A pseudocode algorithm was provided for this step, though it still left a lot of room for interpretation in the actual implementation.
As with sort formation, a lot of time was spent figuring out what data structures could best represent the various objects and collections in the algorithm to balance efficiency and how directly we could follow the pseudocode. The main things we need to represent are the transitions $A.P$, the transition set $TS$, and the set of unique object states $OS$. In $OS$, we again represent unique states in a list of sets to enable straightforward merging of identical states, and as such need an auxiliary hashmap to track pointers mapping $A.P$s to their start and end states.
Step 1 data structures
@dataclass
class AP:
"""Action.Position (of object parameter). Position is 1-indexed."""
action: Action
pos: int # NOTE: 1-indexed
sort: int
def __repr__(self) -> str:
return f"{self.action.name}.{self.pos}"
def __hash__(self):
return hash(self.action.name + str(self.pos))
def __eq__(self, other):
return hash(self) == hash(other)
class StatePointers(NamedTuple):
start: int
end: int
def __repr__(self) -> str:
return f"({self.start} -> {self.end})"
Sorts = Dict[str, int] # {obj_name: sort}
APStatePointers = Dict[int, Dict[AP, StatePointers]] # {sort: {AP: APStates}}
OSType = Dict[int, List[Set[int]]] # {sort: [{states}]}
TSType = Dict[int, Dict[PlanningObject, List[AP]]] # {sort: {obj: [AP]}}
...
# initialize the state set OS and transition set TS
OS: OSType = defaultdict(list)
TS: TSType = defaultdict(dict)
# track pointers mapping A.P to its start and end states
ap_state_pointers = defaultdict(dict)
In the algorithm, the first step (1) is covered by the initialization shown above.
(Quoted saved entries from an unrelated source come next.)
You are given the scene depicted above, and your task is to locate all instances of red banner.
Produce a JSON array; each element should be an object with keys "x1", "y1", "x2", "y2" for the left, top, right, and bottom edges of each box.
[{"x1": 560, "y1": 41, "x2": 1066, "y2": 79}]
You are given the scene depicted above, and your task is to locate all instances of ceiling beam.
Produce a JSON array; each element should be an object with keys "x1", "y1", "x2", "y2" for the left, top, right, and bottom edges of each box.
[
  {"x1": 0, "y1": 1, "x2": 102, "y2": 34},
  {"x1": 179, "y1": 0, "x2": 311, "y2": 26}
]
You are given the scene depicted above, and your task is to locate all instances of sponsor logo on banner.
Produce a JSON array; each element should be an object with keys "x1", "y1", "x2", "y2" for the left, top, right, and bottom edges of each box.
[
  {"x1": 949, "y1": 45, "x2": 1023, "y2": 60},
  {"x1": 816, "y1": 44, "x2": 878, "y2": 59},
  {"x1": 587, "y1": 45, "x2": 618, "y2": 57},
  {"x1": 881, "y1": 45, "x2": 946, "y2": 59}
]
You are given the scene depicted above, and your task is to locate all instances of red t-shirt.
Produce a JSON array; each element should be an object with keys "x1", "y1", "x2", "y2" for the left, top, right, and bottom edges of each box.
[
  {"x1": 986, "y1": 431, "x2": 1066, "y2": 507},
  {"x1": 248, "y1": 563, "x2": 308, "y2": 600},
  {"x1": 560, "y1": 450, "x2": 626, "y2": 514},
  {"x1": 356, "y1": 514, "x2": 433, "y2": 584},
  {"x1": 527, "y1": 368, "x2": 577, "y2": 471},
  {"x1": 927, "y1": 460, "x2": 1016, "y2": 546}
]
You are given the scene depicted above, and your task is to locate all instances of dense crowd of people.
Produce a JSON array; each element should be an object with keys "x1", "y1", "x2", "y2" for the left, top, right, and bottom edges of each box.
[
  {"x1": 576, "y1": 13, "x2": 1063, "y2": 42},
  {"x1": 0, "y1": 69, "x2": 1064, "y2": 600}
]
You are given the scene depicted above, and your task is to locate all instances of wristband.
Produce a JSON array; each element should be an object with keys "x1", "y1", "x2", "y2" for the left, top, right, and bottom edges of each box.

The second step (2), iterating over the action sequence for each object, requires first partitioning the action sequence accordingly.
Partitioning action sequence
# collect action sequences for each object
obj_traces: Dict[PlanningObject, List[AP]] = defaultdict(list)
for obs in obs_trace:
action = obs.action
if action is not None:
# add the step for the zero-object
obj_traces[zero_obj].append(AP(action, pos=0, sort=0))
# for each combination of action name A and argument pos P
for j, obj in enumerate(action.obj_params):
# create transition A.P
ap = AP(action, pos=j + 1, sort=sorts[obj.name])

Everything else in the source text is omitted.